Die Kirchenglocken begannen zu läuten und so setzte sich der Zug auch in diesem Jahr wieder in Gang, Ausgangspunkt war der Hof der Familie Hägele in der Gmünder Straße, dort war der Wagen von vielen helfenden Händen geschmückt worden. Die Kindergartenkinder führten den Zug an, ihnen folgten Schulkinder und Konfirmanden. Mit bunten Kränzen aus frischen Blumen hatten die Mädchen ihre Haare geschmückt, auch die Jungs hatten sich Blumen ans Revers gesteckt.
Hinter dem Fuhrwerk schritt im schwarzen Talar, der evangelische Pfarrer aus Gschwend, Jochen Baumann. Einmal ging es um den Marktplatz herum, dann stellte sich Pfarrer Baumann an die Eingangstür des Gotteshauses und verlas Psalm 104 mit dem Lob über Gottes Schöpfung. Der evangelische Kirchenchor und der Musikverein Gschwend umrahmten die feierliche Zeremonie musikalisch und alle Zuschauer stimmten in ein Danklied mit ein.

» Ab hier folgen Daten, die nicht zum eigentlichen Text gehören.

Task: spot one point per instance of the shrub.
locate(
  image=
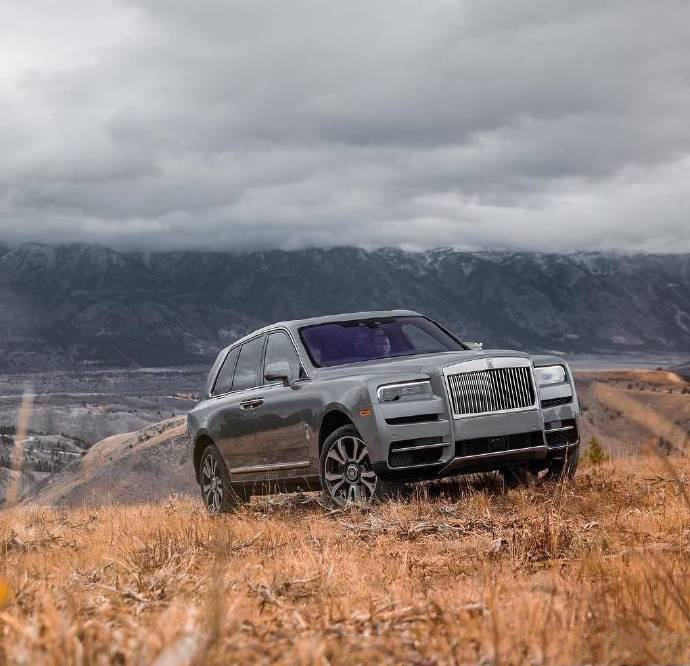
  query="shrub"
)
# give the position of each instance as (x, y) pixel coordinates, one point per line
(595, 454)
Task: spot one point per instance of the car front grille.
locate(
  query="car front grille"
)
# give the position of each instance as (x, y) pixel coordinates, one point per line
(491, 390)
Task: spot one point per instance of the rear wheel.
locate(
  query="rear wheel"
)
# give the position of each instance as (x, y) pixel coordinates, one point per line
(216, 490)
(346, 473)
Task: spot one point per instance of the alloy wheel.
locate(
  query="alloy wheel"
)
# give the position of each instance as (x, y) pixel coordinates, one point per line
(348, 474)
(212, 483)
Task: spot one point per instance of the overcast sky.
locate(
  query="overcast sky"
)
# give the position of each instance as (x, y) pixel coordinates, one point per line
(552, 125)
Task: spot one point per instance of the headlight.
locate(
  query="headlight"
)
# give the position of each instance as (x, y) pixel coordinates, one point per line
(408, 391)
(549, 374)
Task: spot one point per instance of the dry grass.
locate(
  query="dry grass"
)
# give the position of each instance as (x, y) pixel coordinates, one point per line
(594, 571)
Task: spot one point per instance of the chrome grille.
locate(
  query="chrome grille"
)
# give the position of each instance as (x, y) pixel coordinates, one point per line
(492, 390)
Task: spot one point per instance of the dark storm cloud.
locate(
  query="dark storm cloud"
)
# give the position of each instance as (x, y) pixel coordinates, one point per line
(542, 125)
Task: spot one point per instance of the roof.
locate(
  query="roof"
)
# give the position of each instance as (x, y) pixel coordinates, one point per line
(327, 319)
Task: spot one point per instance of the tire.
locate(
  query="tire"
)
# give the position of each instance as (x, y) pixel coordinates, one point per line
(564, 468)
(346, 473)
(217, 493)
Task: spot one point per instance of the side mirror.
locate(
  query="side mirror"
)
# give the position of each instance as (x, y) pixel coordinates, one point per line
(280, 371)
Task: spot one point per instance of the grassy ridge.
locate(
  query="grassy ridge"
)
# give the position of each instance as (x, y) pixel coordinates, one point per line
(591, 571)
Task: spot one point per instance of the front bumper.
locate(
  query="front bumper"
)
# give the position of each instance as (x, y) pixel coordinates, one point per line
(403, 449)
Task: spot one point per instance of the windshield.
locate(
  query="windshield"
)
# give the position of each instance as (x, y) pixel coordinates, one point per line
(338, 343)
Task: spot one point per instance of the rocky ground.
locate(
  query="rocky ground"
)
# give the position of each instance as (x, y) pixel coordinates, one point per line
(142, 456)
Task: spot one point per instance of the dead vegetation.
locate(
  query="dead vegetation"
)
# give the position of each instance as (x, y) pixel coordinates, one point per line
(593, 571)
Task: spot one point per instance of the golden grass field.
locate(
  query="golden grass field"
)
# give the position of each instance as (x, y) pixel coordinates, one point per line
(590, 571)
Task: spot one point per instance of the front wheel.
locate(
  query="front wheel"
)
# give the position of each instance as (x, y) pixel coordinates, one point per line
(346, 473)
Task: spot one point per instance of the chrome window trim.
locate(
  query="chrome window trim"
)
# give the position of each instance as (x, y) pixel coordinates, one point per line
(244, 341)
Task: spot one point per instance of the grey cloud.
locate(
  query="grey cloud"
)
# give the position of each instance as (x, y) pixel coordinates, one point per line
(537, 125)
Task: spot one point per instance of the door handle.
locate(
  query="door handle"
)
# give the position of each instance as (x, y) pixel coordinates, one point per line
(252, 404)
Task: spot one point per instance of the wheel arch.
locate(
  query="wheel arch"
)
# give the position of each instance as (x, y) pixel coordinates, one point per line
(201, 441)
(334, 417)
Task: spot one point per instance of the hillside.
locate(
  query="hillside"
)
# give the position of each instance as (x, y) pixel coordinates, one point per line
(80, 306)
(628, 411)
(595, 571)
(144, 466)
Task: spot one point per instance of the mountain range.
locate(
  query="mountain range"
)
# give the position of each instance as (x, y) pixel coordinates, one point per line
(76, 306)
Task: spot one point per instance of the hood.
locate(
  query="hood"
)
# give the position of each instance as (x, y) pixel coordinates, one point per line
(429, 364)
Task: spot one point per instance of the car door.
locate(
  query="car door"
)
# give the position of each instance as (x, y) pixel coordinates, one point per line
(235, 428)
(283, 437)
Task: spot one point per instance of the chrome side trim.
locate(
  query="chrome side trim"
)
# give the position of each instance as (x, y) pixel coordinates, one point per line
(252, 469)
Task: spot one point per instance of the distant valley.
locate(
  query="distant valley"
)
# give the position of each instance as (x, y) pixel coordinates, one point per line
(85, 307)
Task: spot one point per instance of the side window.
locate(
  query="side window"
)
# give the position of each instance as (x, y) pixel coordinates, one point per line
(280, 348)
(224, 379)
(247, 370)
(422, 341)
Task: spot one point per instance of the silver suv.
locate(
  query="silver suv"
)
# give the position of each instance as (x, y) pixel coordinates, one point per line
(357, 404)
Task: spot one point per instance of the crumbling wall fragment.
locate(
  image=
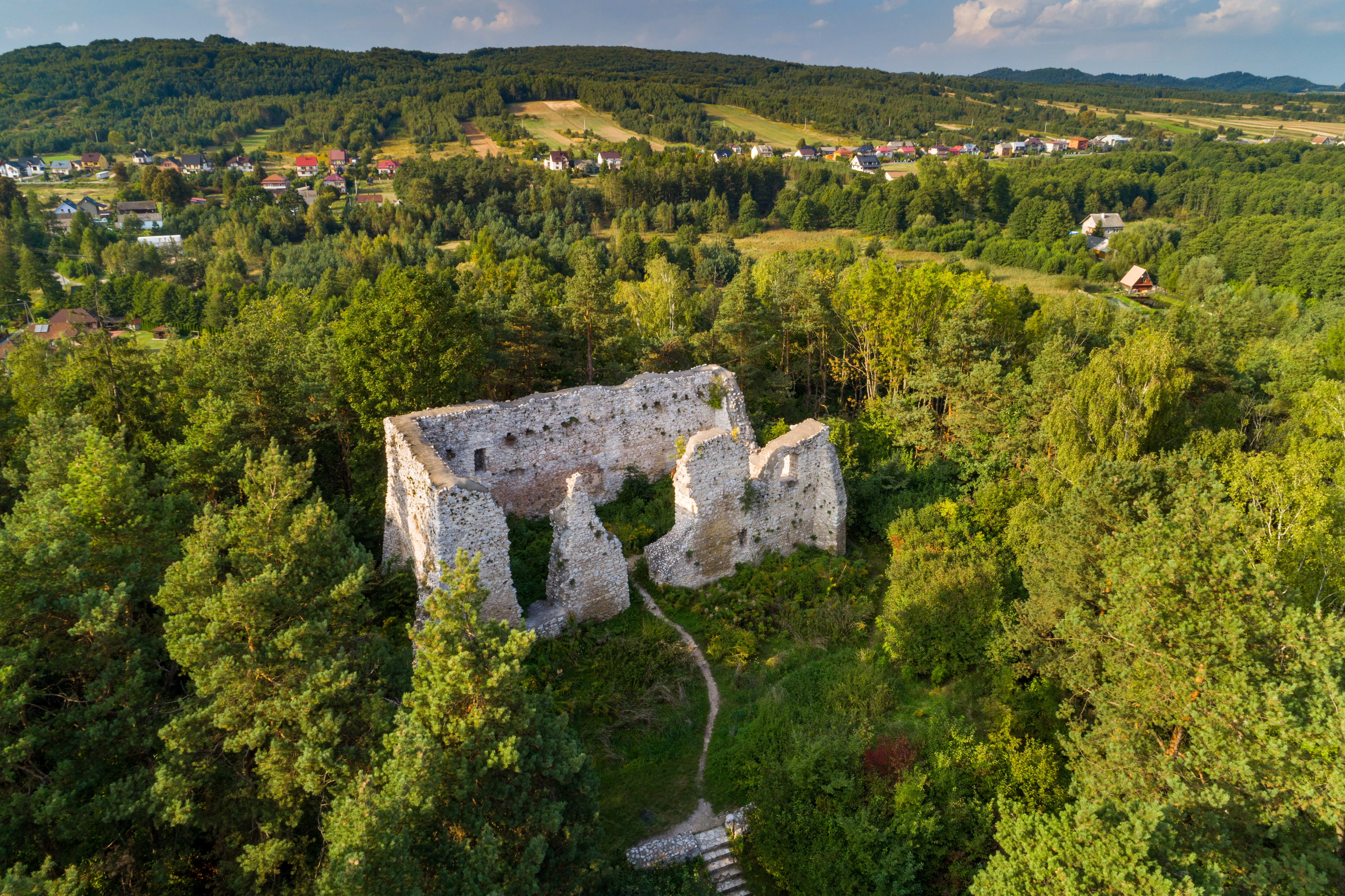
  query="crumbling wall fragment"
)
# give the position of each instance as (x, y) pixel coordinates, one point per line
(587, 575)
(735, 505)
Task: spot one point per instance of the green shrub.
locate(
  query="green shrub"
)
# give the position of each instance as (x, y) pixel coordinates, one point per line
(642, 513)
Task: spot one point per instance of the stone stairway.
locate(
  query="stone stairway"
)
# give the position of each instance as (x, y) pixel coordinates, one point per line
(720, 863)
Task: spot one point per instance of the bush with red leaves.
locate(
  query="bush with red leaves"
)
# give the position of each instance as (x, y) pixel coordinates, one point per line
(891, 758)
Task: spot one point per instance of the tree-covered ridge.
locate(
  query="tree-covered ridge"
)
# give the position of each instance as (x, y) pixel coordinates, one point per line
(189, 93)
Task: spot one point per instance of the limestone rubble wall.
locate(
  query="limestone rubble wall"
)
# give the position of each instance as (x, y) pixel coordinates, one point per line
(455, 473)
(525, 450)
(431, 513)
(735, 505)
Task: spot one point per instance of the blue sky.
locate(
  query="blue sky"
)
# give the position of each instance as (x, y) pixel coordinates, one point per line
(1182, 38)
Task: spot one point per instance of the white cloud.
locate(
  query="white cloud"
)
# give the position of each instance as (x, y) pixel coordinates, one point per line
(509, 18)
(1237, 15)
(239, 18)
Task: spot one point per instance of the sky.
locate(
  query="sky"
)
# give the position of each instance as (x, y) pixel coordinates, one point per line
(1184, 38)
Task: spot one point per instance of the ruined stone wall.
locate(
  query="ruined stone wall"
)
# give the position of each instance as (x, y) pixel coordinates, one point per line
(734, 505)
(431, 513)
(455, 473)
(587, 574)
(524, 451)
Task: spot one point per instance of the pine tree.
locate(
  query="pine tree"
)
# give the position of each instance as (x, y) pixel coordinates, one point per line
(485, 788)
(85, 672)
(267, 617)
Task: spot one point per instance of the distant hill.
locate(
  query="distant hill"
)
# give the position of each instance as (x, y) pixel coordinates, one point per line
(1231, 81)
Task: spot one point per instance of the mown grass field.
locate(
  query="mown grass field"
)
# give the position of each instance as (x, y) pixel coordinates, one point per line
(555, 116)
(778, 134)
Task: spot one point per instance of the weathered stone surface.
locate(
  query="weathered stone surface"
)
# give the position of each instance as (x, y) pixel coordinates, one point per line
(454, 473)
(587, 575)
(735, 505)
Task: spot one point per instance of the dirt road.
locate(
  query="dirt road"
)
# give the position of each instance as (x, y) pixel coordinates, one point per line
(481, 142)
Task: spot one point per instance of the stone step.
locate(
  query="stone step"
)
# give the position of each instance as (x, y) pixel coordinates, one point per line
(730, 884)
(712, 839)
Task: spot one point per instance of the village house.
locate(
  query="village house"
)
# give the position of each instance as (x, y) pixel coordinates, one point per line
(144, 210)
(1138, 280)
(1104, 224)
(867, 163)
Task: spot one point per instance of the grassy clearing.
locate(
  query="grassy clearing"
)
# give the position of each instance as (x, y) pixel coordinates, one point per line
(555, 116)
(778, 134)
(640, 707)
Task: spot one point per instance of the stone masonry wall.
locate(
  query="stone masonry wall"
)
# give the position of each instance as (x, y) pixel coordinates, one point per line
(455, 473)
(431, 513)
(587, 575)
(524, 451)
(735, 505)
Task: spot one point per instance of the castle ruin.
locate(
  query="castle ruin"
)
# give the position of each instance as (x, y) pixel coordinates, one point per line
(455, 473)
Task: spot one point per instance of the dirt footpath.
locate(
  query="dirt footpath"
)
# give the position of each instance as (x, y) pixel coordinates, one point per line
(481, 142)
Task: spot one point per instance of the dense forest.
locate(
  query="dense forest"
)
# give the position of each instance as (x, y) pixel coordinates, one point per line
(1089, 636)
(186, 95)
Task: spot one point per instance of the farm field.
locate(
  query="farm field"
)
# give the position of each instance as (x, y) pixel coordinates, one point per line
(778, 134)
(555, 116)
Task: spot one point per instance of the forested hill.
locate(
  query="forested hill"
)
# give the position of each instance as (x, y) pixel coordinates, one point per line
(1231, 81)
(183, 96)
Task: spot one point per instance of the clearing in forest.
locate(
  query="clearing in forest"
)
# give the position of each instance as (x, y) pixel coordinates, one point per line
(555, 116)
(778, 134)
(481, 142)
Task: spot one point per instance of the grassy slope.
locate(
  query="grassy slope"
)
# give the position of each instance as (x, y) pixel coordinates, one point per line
(553, 118)
(778, 134)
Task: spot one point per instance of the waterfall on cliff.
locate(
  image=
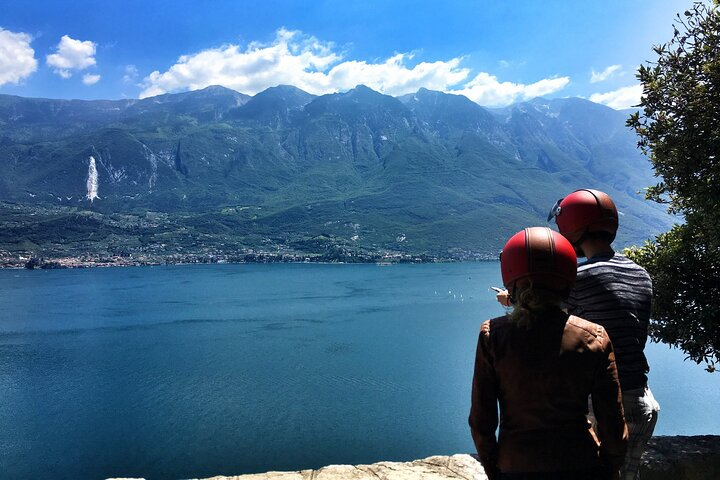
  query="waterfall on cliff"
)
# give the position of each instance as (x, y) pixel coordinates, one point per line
(92, 182)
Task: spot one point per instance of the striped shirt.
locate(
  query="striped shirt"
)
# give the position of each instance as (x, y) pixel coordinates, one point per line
(613, 291)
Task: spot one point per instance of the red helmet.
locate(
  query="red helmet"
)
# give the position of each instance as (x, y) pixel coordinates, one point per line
(539, 256)
(585, 211)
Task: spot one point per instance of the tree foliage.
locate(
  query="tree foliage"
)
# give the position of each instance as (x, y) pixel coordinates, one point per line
(679, 128)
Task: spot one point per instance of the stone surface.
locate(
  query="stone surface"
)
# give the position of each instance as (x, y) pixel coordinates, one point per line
(666, 458)
(460, 467)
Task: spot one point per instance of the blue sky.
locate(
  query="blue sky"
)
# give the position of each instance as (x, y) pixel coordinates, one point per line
(495, 53)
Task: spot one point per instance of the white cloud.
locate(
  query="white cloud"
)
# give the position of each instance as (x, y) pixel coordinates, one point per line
(316, 67)
(131, 74)
(485, 89)
(90, 79)
(596, 77)
(17, 57)
(619, 99)
(72, 55)
(297, 59)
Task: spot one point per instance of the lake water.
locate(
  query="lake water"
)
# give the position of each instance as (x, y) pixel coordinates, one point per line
(194, 371)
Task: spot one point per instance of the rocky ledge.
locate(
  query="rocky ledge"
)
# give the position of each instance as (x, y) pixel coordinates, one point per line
(667, 458)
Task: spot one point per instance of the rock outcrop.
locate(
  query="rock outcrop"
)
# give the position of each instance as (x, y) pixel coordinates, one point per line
(461, 467)
(666, 458)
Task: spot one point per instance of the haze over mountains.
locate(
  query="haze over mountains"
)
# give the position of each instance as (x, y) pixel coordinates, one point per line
(426, 173)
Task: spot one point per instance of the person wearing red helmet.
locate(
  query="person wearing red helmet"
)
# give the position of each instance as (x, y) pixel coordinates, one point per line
(614, 292)
(540, 364)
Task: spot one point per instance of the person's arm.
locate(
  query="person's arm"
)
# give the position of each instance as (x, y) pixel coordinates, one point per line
(484, 410)
(607, 406)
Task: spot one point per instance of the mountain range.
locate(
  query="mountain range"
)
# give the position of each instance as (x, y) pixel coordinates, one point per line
(286, 171)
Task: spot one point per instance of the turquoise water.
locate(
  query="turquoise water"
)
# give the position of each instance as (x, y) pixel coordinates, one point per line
(195, 371)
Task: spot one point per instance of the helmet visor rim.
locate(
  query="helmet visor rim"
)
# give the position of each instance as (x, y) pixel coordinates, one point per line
(555, 211)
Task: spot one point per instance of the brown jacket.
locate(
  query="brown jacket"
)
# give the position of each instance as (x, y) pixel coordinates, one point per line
(541, 377)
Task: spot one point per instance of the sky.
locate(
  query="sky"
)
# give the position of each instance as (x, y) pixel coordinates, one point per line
(494, 52)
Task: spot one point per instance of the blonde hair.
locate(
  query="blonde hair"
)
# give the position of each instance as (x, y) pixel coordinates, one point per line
(531, 304)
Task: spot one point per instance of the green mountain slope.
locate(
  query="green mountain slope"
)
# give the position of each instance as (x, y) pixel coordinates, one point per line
(358, 171)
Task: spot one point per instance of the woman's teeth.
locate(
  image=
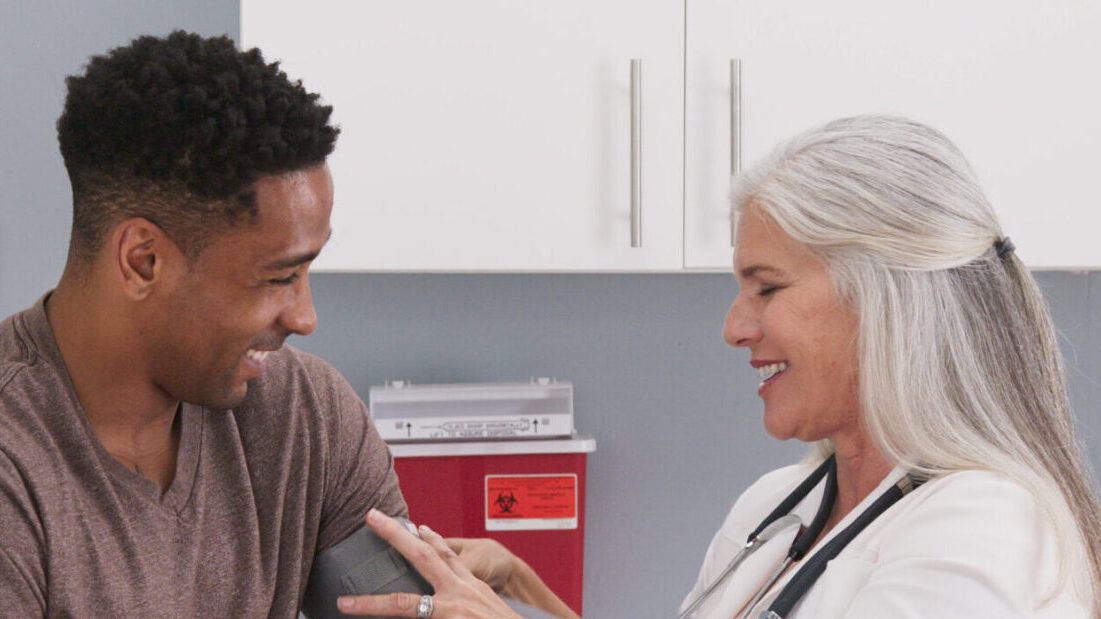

Jedes Jahr kommt Lotte Kerker mit ihrem Mann, um den Festzug anzuschauen, in diesem Jahr hat sie Gäste aus Kaisersbach mitgebracht, denen sie die Tradition einmal zeigen wollte und Herbert Volland aus Gschwend wird mit seiner Kamera viele Bilder machen. Er findet es wichtig, dass dieses Brauchtum erhalten bleibt und hofft, dass auch weiterhin so viele Besucher nach Gschwend kommen und ihr Interesse daran zeigen. Dieter Weißhaar und Johanna Schuster sind stolz darauf, dass in Gschwend der schöne Brauch über so viele Jahre gepflegt wird und bewundern die Menschen, die das Getreide heute noch in Handarbeit schneiden und die Garben binden.
Die Familie Heinz vom Gschwender Teilort Waldhaus betreibt selbst eine Landwirtschaft und hat früher den Wagen zur Verfügung gestellt. Für sie ist es selbstverständlich, dass sie sich die Einholung des Garbenwagens anschauen. Anschließend gingen sie mit all den anderen in die Kirche. Dort wird ein Erntebittgottesdienst gefeiert, denn schließlich gibt es heute wie damals Gründe, um eine gute Ernte zu bitten und dafür dankbar zu sein.